GILGER: So what do you make of the conversation around childhood obesity right now, which sort of dovetails with what you're doing? I mean, the rates are sort of an epidemic in our country, but we also know that those kids face discrimination in their own right.
BADMAN: Yeah, absolutely. I mean, I think another part of why Blue Watermelon started, why I feel like I want to take this opportunity to work with kids is, is because of my own personal journey. I mean, I was, overweight by the time I was 10, and it's a struggle, it's a struggle to eat well and, I think that if you are given the opportunity to have better food choices and be exposed to better food choices, then that'll continue as you, you know, grow older.
And then, you know, I think, I think about, again, going back to my grandmother and all that exposure of like, you know, the, it was there, but I was like I would literally trade that avocado sandwich to get something like in the school lunch that was, you know, bad for me, you know, get the bologna sandwich or whatever.

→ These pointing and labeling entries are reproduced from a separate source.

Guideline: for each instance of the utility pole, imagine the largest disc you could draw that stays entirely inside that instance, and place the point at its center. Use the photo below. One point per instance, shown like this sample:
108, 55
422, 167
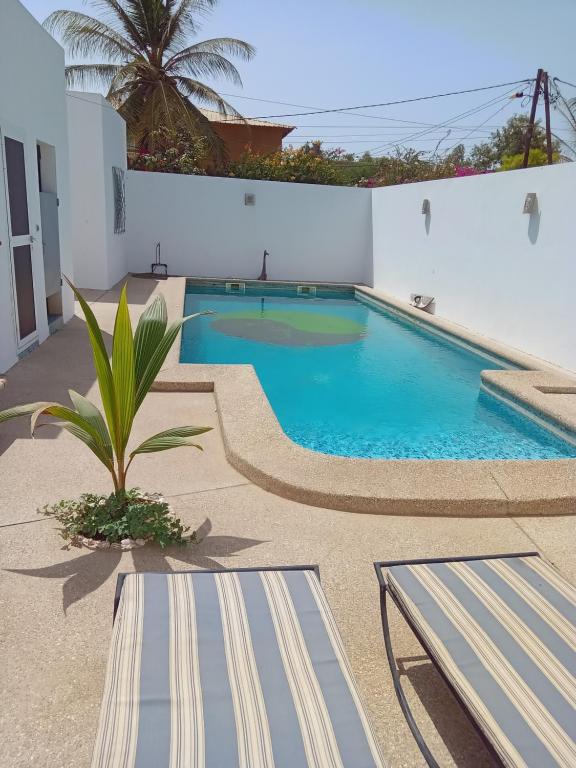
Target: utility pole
530, 129
547, 113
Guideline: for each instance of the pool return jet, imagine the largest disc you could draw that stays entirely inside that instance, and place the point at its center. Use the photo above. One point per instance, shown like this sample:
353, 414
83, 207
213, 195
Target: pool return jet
263, 275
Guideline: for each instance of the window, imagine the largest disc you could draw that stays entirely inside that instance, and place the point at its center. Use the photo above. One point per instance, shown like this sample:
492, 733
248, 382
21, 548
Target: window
119, 201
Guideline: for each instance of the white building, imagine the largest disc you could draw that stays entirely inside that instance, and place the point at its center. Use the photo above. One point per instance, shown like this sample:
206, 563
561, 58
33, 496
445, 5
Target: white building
34, 185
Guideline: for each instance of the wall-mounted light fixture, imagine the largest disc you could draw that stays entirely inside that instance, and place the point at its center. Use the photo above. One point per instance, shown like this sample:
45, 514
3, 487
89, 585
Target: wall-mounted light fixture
530, 203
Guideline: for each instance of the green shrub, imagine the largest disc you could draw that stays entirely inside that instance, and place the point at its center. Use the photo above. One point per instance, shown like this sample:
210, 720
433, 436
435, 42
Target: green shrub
536, 157
294, 165
128, 515
172, 152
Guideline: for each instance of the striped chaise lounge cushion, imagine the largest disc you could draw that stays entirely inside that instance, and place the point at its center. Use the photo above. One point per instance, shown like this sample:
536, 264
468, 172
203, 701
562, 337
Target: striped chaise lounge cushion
503, 631
236, 668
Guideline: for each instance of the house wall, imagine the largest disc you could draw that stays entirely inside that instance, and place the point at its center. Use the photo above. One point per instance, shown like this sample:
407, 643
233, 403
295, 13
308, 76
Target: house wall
505, 274
260, 140
312, 232
32, 104
97, 143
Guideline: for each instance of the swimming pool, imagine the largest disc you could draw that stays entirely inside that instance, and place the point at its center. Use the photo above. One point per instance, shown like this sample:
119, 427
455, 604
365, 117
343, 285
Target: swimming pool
348, 379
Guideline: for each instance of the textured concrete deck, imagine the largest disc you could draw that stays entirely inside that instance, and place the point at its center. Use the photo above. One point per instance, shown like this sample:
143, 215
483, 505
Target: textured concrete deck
258, 447
56, 605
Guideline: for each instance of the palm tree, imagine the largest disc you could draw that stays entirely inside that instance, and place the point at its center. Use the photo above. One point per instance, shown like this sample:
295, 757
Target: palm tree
149, 70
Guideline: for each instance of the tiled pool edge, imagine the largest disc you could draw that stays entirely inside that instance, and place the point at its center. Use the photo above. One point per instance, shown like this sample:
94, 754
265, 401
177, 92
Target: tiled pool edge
257, 447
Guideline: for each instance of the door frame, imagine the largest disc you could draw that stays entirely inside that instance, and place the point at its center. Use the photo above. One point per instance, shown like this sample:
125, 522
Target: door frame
18, 134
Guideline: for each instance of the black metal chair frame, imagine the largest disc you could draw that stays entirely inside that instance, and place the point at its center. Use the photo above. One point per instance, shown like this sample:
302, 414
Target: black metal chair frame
385, 589
122, 576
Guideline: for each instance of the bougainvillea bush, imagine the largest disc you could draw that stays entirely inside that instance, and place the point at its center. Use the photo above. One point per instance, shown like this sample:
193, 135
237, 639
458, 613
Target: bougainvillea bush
295, 165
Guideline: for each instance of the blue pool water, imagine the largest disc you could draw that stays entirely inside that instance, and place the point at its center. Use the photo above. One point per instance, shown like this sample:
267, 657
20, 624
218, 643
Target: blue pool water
346, 379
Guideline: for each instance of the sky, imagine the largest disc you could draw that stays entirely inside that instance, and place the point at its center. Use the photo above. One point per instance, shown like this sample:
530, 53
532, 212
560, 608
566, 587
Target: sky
340, 53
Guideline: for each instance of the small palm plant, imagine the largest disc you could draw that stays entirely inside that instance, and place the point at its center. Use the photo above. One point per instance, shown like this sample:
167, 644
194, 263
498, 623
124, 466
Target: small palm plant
124, 382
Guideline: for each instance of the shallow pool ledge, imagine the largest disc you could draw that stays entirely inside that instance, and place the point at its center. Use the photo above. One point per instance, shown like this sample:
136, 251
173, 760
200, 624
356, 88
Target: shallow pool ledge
256, 446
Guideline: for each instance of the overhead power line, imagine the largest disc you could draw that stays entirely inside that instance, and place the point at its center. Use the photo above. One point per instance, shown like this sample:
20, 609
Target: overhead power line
396, 102
383, 147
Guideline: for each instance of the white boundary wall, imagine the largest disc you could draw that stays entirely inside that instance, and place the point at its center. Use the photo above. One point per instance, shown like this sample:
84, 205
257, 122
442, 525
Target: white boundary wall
493, 269
312, 232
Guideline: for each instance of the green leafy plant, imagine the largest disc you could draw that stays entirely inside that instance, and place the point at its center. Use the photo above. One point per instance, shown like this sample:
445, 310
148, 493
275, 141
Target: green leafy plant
124, 382
536, 157
174, 152
134, 515
295, 165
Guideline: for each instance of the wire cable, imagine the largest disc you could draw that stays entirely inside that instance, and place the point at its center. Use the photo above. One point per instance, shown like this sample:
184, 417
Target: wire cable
448, 122
398, 101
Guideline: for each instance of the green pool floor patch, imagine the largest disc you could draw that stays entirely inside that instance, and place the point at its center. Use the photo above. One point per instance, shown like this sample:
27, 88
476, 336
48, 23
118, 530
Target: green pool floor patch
290, 329
308, 322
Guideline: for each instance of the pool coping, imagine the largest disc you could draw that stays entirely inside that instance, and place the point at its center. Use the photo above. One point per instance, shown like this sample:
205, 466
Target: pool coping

GILGER: So those, I mean those experiences like shape you though it sounds like?
BADMAN: Oh, it does.
GILGER: Do you see yourself in a lot of those kids that you work with in this project?
BADMAN: Oh, absolutely. I see, I see the kids that get bullied. I see the kids that are bullies. I see the kids that, you know, or the fear of eating, maybe even the fear of eating around other people, I can see all of that.
I mean, it's interesting that another chef that was working with me said, you know, I, she was talking to a group of people and she said, “I saw Charleen go to the kid that was by themselves and sit down with them, you know, that's how she is,” and it's like that's how I was in like in high school.
I mean, I remember, I wanted to be around the students that were the ones getting picked on and we're the ones that maybe had a disability or something like that. Definitely not the cool kids. I just, those were my friends, you know, I feel those kids when I, when we work with them and, and, what, you know, try to spend a little extra time with them and make sure they know that they're seen.
That's part of what we do with our food, too, is like we have different chefs every month coming up with a dish and we want to make sure that, that the students with our recipes, can feel like maybe something that they're having at home is being seen in the classroom and that they can be proud of where they're from and their heritage and things like that.
And that they can, they can feel seen. It's really important, I think as a child that you, that you feel that way. The food has all of those ways of touching somebody.